Totally Synthetic by Paul H. Docherty, 22 January 2012
Total Synthesis of Stenine
J. Chen, J. Chen, Y. Xie, H. Zhang, Angew. Chem. Int. Ed. 2012, 51, 1024-1027.
Second coverage of Stenine - the first synthesis described was Aube’s neat work focusing around a tandem Diels-Alder / Schmidt reaction. This latest publication moves the research to Kunming, China, the home of its use as part of Chinese herbal medicine. That doesn't alter the core of the synthetic strategy, though, as Hongbin Zhang seems to agree with Aube that building the cyclohexane core first is the key to this target.
Zhang, however, prefers the use of a double Michael addition, enhanced with catalyst control to engender asymmetry in the system. Using Evans’ work, a catalyst derived from (1R,2R)-( -)-1,2-diaminocyclohexane was employed in conjunction with silica-bound KOH as well as ultrasound. These conditions aren’t exactly typical, and Zhang doesn’t give details. The sonication maybe breaks up silica-KOH particles to provide maximum surface area for the heterogeneous reaction conditions.
This strange reaction mixture delivers excellent yield and good control of asymmetry including four new stereocenters constructed with (apparent) complete diastereomeric control. However, the next reaction proves their strategy to be a winner. Under reductive conditions, the nitro-group is activated and forms not just the azepanone but the pyrrolidine too, completing the core of the target in two steps. The change in stereoelectronics also seems to cause a tautomeric shift, as the enol now seems to prefer a β-keto-ester existance.

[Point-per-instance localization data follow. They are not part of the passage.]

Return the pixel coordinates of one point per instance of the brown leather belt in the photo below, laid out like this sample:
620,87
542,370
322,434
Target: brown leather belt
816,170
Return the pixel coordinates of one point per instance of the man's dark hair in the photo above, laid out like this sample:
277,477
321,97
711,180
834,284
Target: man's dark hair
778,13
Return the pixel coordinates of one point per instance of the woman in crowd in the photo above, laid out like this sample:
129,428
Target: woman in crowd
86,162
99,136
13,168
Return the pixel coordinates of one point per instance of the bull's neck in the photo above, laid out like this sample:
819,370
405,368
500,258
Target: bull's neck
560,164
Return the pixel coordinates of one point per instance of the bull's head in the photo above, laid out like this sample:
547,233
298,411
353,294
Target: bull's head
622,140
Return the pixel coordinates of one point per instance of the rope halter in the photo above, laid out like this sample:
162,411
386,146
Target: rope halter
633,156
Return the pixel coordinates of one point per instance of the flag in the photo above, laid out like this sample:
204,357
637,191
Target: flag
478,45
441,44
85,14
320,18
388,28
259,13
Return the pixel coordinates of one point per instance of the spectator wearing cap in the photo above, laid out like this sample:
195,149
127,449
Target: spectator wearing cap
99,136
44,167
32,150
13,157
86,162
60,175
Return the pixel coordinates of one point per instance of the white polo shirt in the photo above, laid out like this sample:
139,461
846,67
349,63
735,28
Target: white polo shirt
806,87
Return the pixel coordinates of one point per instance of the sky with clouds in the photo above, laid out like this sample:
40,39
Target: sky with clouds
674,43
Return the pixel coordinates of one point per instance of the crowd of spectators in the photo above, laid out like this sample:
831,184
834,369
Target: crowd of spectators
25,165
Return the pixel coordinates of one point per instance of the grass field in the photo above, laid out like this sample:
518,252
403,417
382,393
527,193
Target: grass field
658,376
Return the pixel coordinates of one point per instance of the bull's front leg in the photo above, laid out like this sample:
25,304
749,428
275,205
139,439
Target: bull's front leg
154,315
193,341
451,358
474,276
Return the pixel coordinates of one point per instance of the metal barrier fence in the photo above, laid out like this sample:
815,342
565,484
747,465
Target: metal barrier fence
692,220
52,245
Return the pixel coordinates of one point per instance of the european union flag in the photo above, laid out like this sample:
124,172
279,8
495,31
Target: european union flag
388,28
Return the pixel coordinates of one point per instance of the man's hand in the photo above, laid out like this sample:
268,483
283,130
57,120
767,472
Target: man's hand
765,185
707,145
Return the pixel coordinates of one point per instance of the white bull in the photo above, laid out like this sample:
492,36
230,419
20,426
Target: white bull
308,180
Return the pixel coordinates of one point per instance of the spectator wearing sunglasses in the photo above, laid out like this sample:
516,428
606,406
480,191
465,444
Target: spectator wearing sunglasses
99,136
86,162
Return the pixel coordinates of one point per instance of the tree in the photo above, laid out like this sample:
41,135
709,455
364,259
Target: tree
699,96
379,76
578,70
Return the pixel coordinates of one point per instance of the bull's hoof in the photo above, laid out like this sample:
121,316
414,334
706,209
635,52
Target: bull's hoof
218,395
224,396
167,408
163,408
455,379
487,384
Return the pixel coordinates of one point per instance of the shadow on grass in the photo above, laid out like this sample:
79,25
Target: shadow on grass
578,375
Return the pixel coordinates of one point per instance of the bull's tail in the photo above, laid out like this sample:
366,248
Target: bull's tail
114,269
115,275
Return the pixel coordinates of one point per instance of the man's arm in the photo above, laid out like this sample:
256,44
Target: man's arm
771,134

Zhang gets to stenine quite neatly, firstly by removing the remaining methyl ester under Krapcho conditions. An alkylation with ethyl bromoacetate adds the carbon for the required gamma-lactone, and a gentle reduction delivered the final ring.
Of course, they’re not quite there - alkylation of the lactone with methyl iodide provided the carbon skeleton in reasonable yield, whilst the extraneous oxidation on their medium was reduced by firstly forming the thioamide using Lawesson’s reagent, and reduction with Raney nickel delivered the product.